If you’re looking for the fountain of youth, you may be out of luck, but changing your diet might be the next best thing.
A new study, published Tuesday in the peer-reviewed scholarly journal, PLOS Medicine, asserts that switching to a more Mediterranean-esque diet might be the ticket.
A team of researchers led by Lars Fadnes of the University of Bergen, Norway, found that a young adult can potentially add more than 10 years to their life span by eating more legumes, whole grains, and nuts and decreasing consumption of both red meat and processed meat.
For the study, the research team used data collected in the Institute for Health Metrics and Evaluation (IHME) Global Burden of Diseases 2019 study to create a calculator that adjusts life expectancy based on a number of dietary factors. They discovered that changing your diet at age 20 could add nearly years to your life for women and 13 years for men. Waiting to make the leap until age 60 still had significant life-lengthening benefits—up to 8.8 years.

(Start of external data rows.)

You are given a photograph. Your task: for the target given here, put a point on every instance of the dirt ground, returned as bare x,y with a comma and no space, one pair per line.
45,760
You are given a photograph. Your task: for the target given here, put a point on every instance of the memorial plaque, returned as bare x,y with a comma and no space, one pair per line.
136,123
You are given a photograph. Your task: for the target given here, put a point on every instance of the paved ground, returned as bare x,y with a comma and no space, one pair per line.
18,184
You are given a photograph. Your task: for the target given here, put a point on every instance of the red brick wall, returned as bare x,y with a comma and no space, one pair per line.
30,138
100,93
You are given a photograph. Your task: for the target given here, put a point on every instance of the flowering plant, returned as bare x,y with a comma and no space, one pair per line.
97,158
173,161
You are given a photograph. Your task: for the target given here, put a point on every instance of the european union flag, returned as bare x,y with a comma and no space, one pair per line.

“Food is fundamental for health, and global dietary risk factors are estimated to cause 11 million deaths and 255 million disability-adjusted life years annually,” Fadnes told The Daily Beast. “Understanding the health potential of different food groups could enable people to make feasible and significant health gains.”
The addition of legumes, which are high in several nutrients including fiber, proteins, B-vitamins, copper, magnesium, manganese, phosphorous, and zinc, paves the way to a longer life span, and legumes are customary in areas with higher life expectancies, according to Fadnes and his team. Whole grains and nuts, which share many of the same nutritional characteristics, are also high on the list of common foods in areas with higher than average life spans, including Okinawa, Japan; Sardinia, Italy; and Icaria, Greece.
Western diets, like the ones we’ve been so reluctant to move past here in the U.S., are traditionally laden with highly processed foods, red meat, sugary drinks and sodas, and processed meats. They also typically don’t meet the recommended intake of fruits and vegetables. Our preferred cooking methods, like frying and barbecuing, can also lead to the development of harmful compounds in what would otherwise be healthy food.
The study comes at a time when others have confirmed that ultra-processed foods make up nearly 70 percent of the diet of kids.
The research team has made the calculator available for public use. The utility, called Food for Healthy Life, allows users to plug in their age and diet information and get a ballpark estimate on their life span both before and after dietary changes.
“Understanding the relative health potential of different food groups could enable people to make feasible and significant health gains,” the authors said about their choice to make the calculator public in a release about the study. “The Food4HealthyLife calculator could be a useful tool for clinicians, policymakers, and lay-people to understand the health impact of dietary choices.”